After questions swirled about the event and his children's role in it, the Trump transition said Wednesday morning that his sons don't "plan on being involved" in the fundraiser. The Eventbrite page to register no longer mentions the Trump sons and top donors no longer get to schmooze with the president.
"The Opening Day event and details that have been reported are merely initial concepts that have not been approved or pursued by the Trump family," said Trump Press Secretary Hope Hicks in a statement Tuesday.
While Trump's sons have attempted to correct the matter by removing themselves from the event, Lisa Gilbert with Public Citizen, a government watchdog group, said that the circumstances are "inappropriate."
"The problem is that it continues to blur the line between Trumps' business dealings and monetary schemes and his new role in running the country," Gilbert said.
Trump's official inauguration committee put no limits of financial donations and is accepting donations from corporations and lobbyists. In comparison, President Barack Obama came under fire for removing the self-imposed $50,000 cap for donations for his second inauguration although he still forbade contributions from lobbyists and corporations.
This is just the latest in a series of concerns about Trump's vast, international business dealings and the potential for conflicts of interest raised by his refusal to fully distance himself from them. His children, who are currently running his company, are also deeply involved in setting up the next administration.
His daughter Ivanka Trump sat in on a meeting with Japan's Prime Minister Shinzo Abe while her company was negotiating with a Japanese company, per media reports. She also sat in on a phone call with Argentine President Mauricio Macri while she was running Trump's business, which was trying to build a hotel in Buenos Aires.

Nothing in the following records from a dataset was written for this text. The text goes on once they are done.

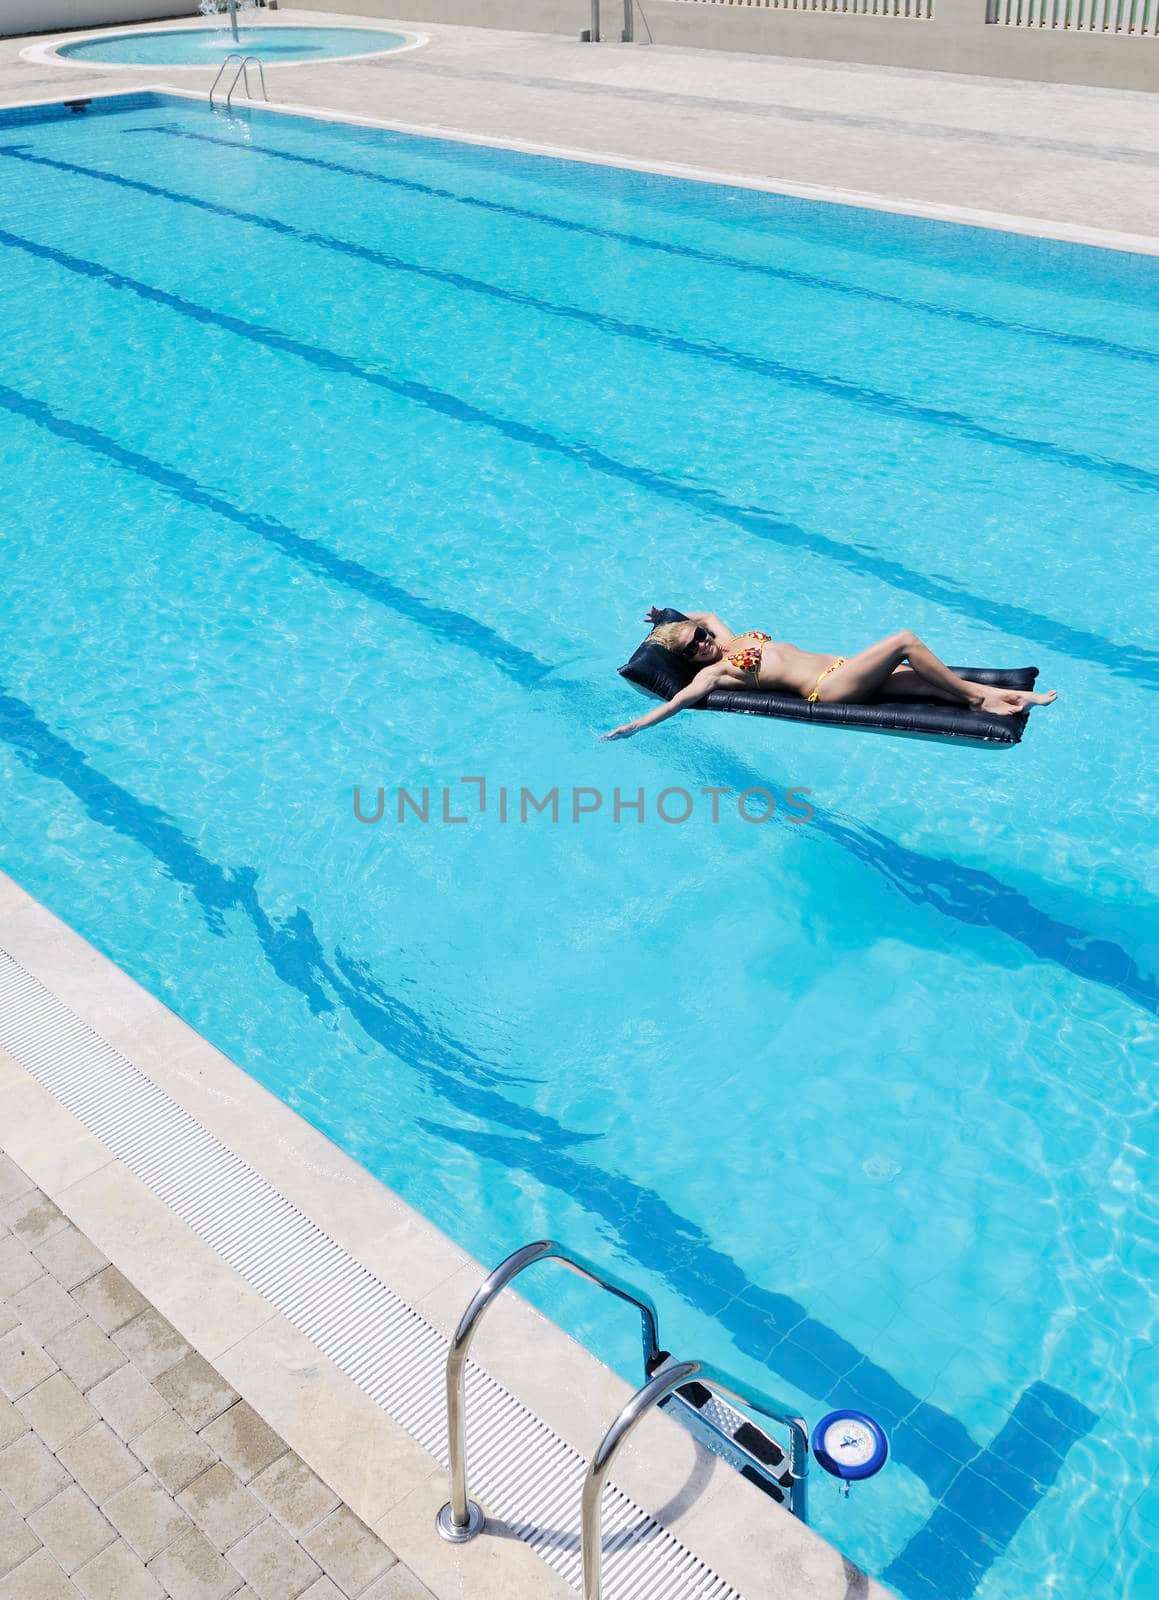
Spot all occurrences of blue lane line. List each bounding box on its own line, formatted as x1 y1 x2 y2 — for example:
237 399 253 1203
0 223 1154 688
131 122 1159 373
421 1118 1097 1600
0 678 1100 1600
2 376 1155 1017
6 144 1157 499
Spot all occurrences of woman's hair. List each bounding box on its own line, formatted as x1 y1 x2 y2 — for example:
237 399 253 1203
649 622 692 653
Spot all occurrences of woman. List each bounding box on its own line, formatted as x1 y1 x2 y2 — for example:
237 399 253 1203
603 608 1056 740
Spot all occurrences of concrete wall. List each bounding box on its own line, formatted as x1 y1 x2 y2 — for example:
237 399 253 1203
0 1 193 37
291 0 1159 90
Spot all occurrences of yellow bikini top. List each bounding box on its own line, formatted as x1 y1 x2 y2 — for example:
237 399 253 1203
726 631 772 674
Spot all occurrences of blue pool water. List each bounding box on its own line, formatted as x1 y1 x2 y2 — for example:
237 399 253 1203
55 25 407 67
0 91 1155 1599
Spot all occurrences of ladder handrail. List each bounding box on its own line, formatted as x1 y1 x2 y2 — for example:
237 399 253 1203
209 52 268 110
582 1360 809 1600
437 1239 662 1541
209 51 246 106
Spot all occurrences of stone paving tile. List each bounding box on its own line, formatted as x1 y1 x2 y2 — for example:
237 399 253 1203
33 1229 107 1294
0 1494 40 1580
132 1411 218 1495
178 1464 265 1553
74 1538 164 1600
201 1402 286 1485
8 1276 85 1344
148 1524 245 1600
0 1429 70 1515
298 1581 344 1600
1 1193 68 1252
87 1363 168 1442
57 1423 142 1505
44 1320 126 1394
113 1310 192 1382
155 1354 238 1433
0 1308 15 1341
0 1157 32 1209
300 1508 395 1599
27 1485 115 1575
250 1455 339 1539
228 1516 321 1600
0 1548 82 1600
0 1324 56 1400
102 1472 193 1564
71 1268 147 1334
0 1395 24 1451
361 1568 436 1600
0 1235 43 1300
16 1373 98 1451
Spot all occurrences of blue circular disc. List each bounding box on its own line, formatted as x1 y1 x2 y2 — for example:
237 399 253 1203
811 1410 889 1481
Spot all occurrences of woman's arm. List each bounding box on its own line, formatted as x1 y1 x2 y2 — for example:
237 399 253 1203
602 665 726 740
643 607 733 643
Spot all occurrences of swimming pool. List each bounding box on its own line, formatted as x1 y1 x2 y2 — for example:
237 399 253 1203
0 89 1154 1599
45 25 411 68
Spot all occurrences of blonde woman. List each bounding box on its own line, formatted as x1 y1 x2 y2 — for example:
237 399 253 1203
603 608 1055 741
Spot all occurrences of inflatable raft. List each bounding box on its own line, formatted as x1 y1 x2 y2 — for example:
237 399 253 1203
620 611 1038 747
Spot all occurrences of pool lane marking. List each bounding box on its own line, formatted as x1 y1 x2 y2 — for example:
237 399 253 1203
0 221 1153 691
0 374 1155 1019
0 676 1105 1600
7 145 1156 503
423 1117 1098 1600
129 123 1159 374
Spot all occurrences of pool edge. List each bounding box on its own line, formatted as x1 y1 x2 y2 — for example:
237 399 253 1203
0 867 890 1600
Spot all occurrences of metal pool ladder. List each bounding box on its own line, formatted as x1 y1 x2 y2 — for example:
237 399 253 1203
209 53 269 110
436 1240 811 1600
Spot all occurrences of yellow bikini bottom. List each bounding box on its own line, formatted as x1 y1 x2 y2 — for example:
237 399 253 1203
807 657 846 703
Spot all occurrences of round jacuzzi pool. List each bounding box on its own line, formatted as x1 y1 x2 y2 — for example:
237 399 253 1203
51 24 411 68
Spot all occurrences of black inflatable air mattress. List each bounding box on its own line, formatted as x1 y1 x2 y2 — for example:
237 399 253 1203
620 611 1038 747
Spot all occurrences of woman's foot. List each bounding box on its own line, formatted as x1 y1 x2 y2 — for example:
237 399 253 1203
980 688 1057 716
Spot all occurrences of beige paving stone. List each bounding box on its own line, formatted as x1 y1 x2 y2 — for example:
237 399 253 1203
250 1455 339 1539
200 1403 286 1485
361 1568 436 1600
1 1192 68 1252
57 1422 142 1505
131 1412 218 1495
87 1364 167 1442
0 1429 69 1515
33 1229 107 1294
0 1308 15 1340
0 1157 32 1209
102 1473 193 1564
15 1373 98 1451
177 1464 265 1553
27 1486 115 1575
0 1395 24 1451
0 1494 40 1580
71 1268 148 1334
227 1516 322 1600
0 1548 82 1600
73 1539 164 1600
0 1325 56 1400
147 1524 245 1600
113 1310 192 1382
44 1320 125 1394
300 1507 394 1599
155 1354 238 1432
298 1582 344 1600
0 1234 43 1299
8 1276 84 1343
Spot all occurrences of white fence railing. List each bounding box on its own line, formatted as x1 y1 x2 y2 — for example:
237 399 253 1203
986 0 1156 28
676 0 934 18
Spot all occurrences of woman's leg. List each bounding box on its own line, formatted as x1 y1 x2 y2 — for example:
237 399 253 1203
817 633 1056 714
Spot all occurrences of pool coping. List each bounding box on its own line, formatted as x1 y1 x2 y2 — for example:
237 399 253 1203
0 868 888 1600
2 77 1155 257
21 20 431 73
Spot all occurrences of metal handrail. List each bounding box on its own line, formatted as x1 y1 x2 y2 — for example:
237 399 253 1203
209 52 268 109
582 1359 809 1600
435 1240 661 1542
209 51 246 106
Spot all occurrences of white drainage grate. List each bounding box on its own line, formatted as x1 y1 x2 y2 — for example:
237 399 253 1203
0 947 743 1600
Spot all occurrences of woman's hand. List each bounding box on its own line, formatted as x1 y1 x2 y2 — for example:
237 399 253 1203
644 606 666 626
601 721 640 741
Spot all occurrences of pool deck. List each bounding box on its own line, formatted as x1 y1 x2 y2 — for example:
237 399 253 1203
1 8 1158 250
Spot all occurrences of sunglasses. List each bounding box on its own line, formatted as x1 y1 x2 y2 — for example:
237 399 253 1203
681 626 711 660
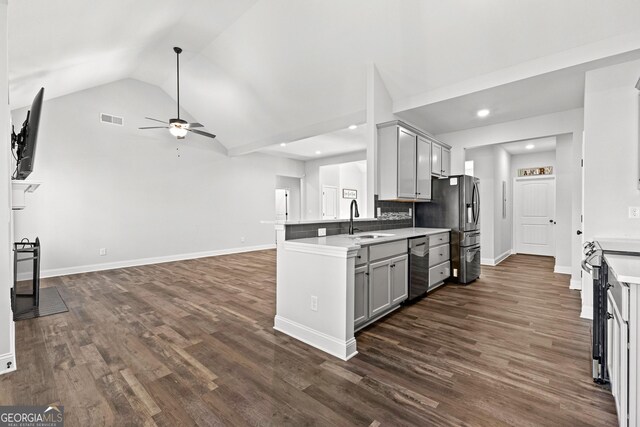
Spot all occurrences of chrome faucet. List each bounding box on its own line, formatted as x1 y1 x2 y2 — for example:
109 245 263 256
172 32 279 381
348 200 360 235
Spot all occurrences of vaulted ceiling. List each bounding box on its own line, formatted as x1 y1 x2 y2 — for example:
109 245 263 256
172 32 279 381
9 0 640 151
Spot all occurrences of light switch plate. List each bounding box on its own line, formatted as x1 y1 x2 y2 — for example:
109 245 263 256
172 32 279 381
318 228 326 236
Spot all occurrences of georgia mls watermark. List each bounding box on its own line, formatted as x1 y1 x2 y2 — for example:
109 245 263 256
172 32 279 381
0 404 64 427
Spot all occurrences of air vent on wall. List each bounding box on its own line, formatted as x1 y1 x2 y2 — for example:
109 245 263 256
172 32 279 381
100 113 124 126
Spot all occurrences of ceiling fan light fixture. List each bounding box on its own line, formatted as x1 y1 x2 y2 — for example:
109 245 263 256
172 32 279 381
170 125 188 138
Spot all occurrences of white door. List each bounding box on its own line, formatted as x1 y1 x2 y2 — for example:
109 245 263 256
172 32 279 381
322 186 338 220
275 189 290 221
514 177 556 256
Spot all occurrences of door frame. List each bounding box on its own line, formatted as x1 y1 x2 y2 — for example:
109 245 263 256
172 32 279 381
512 175 556 256
321 185 338 220
275 188 290 221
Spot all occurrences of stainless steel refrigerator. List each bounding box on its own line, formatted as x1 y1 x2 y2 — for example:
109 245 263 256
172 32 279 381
415 175 481 284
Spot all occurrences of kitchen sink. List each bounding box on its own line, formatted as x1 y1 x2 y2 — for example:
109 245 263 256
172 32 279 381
353 233 395 239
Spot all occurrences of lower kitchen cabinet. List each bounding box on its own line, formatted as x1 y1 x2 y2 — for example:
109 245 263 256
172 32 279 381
369 259 393 317
390 255 408 304
354 242 409 331
354 265 369 328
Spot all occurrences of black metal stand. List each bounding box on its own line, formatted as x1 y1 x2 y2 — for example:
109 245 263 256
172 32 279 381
13 237 41 313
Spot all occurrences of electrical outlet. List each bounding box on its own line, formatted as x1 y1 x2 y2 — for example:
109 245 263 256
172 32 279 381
409 208 412 216
240 237 245 243
630 207 640 219
377 207 381 217
318 228 326 237
310 296 318 311
99 248 107 256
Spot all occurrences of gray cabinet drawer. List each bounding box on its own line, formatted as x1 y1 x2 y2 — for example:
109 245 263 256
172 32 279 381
355 247 368 266
429 262 450 286
369 240 407 262
429 244 450 267
429 233 449 247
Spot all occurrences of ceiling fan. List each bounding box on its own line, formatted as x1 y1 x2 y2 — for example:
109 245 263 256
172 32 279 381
139 47 216 140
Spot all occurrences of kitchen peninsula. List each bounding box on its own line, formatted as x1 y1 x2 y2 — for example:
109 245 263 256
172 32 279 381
274 225 450 360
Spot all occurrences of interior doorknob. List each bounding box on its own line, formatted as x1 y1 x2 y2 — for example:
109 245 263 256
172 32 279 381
577 230 583 235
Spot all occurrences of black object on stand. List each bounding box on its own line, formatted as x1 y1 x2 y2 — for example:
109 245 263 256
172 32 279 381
12 237 41 314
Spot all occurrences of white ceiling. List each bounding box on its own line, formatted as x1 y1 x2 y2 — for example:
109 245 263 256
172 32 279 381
499 136 557 155
8 1 640 151
260 125 367 161
397 50 640 135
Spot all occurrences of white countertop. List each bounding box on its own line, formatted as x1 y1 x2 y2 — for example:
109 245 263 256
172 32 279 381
605 253 640 285
283 227 451 251
596 237 640 254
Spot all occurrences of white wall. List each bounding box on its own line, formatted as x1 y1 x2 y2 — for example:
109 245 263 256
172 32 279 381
583 58 640 317
303 150 366 220
11 78 304 277
0 0 15 375
465 144 511 264
555 134 574 273
493 145 512 261
465 146 495 261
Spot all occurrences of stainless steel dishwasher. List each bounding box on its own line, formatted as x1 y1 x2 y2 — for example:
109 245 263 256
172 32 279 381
408 236 429 301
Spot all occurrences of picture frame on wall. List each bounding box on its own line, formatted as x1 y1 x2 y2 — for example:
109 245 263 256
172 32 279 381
342 189 357 199
517 166 553 177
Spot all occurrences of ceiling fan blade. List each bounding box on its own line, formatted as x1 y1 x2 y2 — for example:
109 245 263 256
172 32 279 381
188 122 204 128
187 128 217 139
139 126 169 129
144 117 168 124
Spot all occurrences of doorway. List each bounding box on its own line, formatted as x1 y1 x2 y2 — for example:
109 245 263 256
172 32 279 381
514 176 556 256
322 185 338 220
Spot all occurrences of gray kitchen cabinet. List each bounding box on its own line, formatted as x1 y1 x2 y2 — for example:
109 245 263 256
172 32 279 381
355 239 410 331
416 136 432 200
432 143 451 177
390 254 408 304
397 128 417 198
441 147 451 176
369 259 392 317
354 265 369 327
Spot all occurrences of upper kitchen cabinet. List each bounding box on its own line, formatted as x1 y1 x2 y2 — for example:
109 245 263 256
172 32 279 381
431 143 451 177
377 120 450 201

The children had also tried to enrich their own foundation by selling their name and their access. Eric Trump sought to auction off a coffee meeting with Ivanka but after the New York Times reported that wealthy business people who wanted to get the ear of the president-elect, had bid up to $70,000 for the session, the event was cancelled. Ivanka's husband, Jared Kushner, is also a close adviser to Trump.
Those activities come with the backdrop of Trump determining how he will handle his businesses during his tenure in the White House. He is resistant to setting up a blind trust or completely divesting. He owns ventures in more than 100 countries, according to the Washington Post, and foreign diplomats and leaders are staying at his hotel and holding events there, perhaps to curry favor with the new leader.
Trump cancelled a scheduled news conference on December 15 to allow more time to figure out how his businesses would be handled. While no new date is scheduled, reporting out Wednesday says that Trump is considering a "discretionary trust," one in which he will be able to monitor his businesses and still financially benefit.
Trump campaigned on ridding influence peddling from Washington. He bragged through the primaries that he was self-funding his campaign, meaning he was beholden to nobody. After he started accepting contributions in the general election, Trump's main attack against his opponent, Hillary Clinton, was his claim that the Clinton Foundation sold access to her as secretary of State. His followers chanted - and still do - at rallies, "Lock her up." And in the final weeks, Trump vowed to "drain the swamp."
"Hillary Clinton's only allegiance is to herself, her donors and her special interests," Trump said on the campaign trail.
But critics say Trump is feeding the swamp. Amb. Norman Eisen, a former ethics attorney for President Barack Obama, said that current conduct will be playing "right on the line" of legality come January 20, Inauguration Day.
"He said he was going to drain the swamp but he's filling it with alligators … and money," Eisen said.